Steatosis vs. steatohepatitis
Plasma concentration of only a few biochemicals were significantly different between subjects with steatosis and steatohepatitis. The physiological significance of these changes is uncertain. If one considers steatosis and steatohepatitis as part of a continuum, the lack of any significant difference between the two groups in the metabolomic profile is not surprising.

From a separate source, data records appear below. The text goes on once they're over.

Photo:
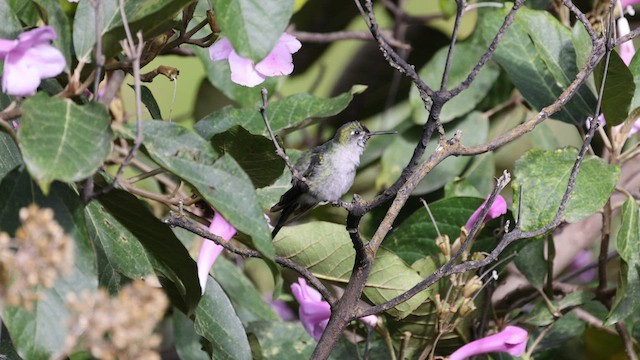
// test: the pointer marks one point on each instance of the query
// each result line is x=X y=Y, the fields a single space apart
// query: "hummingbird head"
x=355 y=132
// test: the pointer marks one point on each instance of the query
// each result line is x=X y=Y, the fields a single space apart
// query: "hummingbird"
x=328 y=171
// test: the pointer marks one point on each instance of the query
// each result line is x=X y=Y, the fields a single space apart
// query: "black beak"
x=382 y=132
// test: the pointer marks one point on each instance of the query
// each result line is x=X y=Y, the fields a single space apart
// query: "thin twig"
x=97 y=6
x=348 y=35
x=279 y=151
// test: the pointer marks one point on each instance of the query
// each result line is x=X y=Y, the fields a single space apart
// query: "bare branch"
x=182 y=222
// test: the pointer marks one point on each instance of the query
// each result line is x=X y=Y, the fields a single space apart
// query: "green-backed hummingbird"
x=328 y=169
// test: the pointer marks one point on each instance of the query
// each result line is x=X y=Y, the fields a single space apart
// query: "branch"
x=516 y=234
x=395 y=60
x=279 y=150
x=508 y=20
x=182 y=222
x=348 y=35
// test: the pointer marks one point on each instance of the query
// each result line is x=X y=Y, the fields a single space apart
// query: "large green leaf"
x=282 y=114
x=474 y=127
x=543 y=178
x=253 y=26
x=61 y=140
x=627 y=298
x=171 y=260
x=243 y=294
x=152 y=17
x=57 y=19
x=219 y=75
x=254 y=153
x=282 y=340
x=541 y=64
x=477 y=180
x=9 y=24
x=41 y=332
x=465 y=57
x=415 y=238
x=216 y=321
x=10 y=154
x=326 y=250
x=618 y=89
x=532 y=263
x=219 y=179
x=120 y=251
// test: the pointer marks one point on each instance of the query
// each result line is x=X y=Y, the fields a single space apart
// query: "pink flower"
x=28 y=60
x=499 y=207
x=209 y=251
x=626 y=3
x=314 y=313
x=245 y=72
x=281 y=308
x=512 y=340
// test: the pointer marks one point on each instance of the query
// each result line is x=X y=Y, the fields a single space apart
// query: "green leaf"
x=219 y=75
x=57 y=19
x=152 y=17
x=618 y=89
x=61 y=140
x=282 y=340
x=627 y=298
x=84 y=26
x=121 y=250
x=11 y=157
x=282 y=114
x=172 y=260
x=186 y=339
x=41 y=332
x=243 y=294
x=415 y=237
x=9 y=24
x=543 y=177
x=254 y=153
x=219 y=179
x=474 y=127
x=253 y=26
x=477 y=180
x=217 y=322
x=326 y=250
x=149 y=101
x=465 y=57
x=541 y=64
x=532 y=263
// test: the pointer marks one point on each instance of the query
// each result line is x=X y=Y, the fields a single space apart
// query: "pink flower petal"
x=6 y=46
x=280 y=61
x=626 y=3
x=627 y=50
x=512 y=340
x=313 y=312
x=209 y=251
x=44 y=59
x=220 y=50
x=499 y=207
x=292 y=44
x=28 y=60
x=243 y=72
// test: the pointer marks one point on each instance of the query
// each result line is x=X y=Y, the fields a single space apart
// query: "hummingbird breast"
x=337 y=173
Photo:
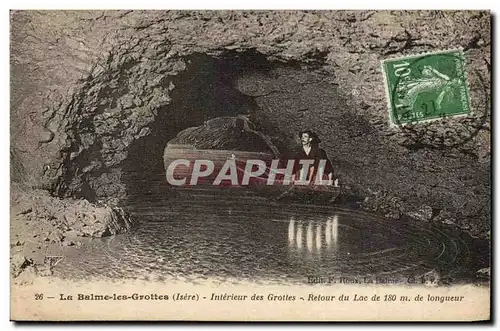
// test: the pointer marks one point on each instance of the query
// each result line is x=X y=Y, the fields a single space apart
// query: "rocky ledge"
x=39 y=220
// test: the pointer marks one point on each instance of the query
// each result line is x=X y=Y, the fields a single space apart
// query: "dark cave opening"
x=205 y=90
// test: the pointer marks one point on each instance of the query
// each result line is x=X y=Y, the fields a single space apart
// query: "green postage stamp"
x=426 y=86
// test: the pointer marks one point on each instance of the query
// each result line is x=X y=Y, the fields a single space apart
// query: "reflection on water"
x=193 y=239
x=315 y=235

Random Forest and Principal Component analysis
To assess the ability to classify subjects as healthy, with steatosis or with NASH, random forest analysis was performed using the entirety of the metabolomic data. An excellent separation of the healthy subjects and NAFLD subjects was achieved. However, the steatosis and NASH subjects were not readily distinguishable (). This is consistent with the result from Welch’s t test. Many metabolites were deemed to be statistical significance when either the steatosis group or the NASH group was compared to the healthy control group. Only a few metabolites were significantly different between the steatosis and the NASH groups. It is worth noting that the number of subjects in the steatosis group was rather limited (n = 11), and the statistical significance is impacted by the group size. In future studies, we are planning to increase the groups size to assess if significant differences in plasma metabolic profiles between steatosis and NASH can be detected. As shown in , a panel of markers which provided the most contribution to the separation of the healthy group and NASH group was discovered. Not surprisingly, these markers matched with the metabolites identified by the Welch’s t tests and described in this manuscript: glutathione metabolites and bile acids, amino acids, etc. These markers can be potentially used as diagnostic markers for NAFLD and for the assessment of therapeutic intervention in patients with NASH.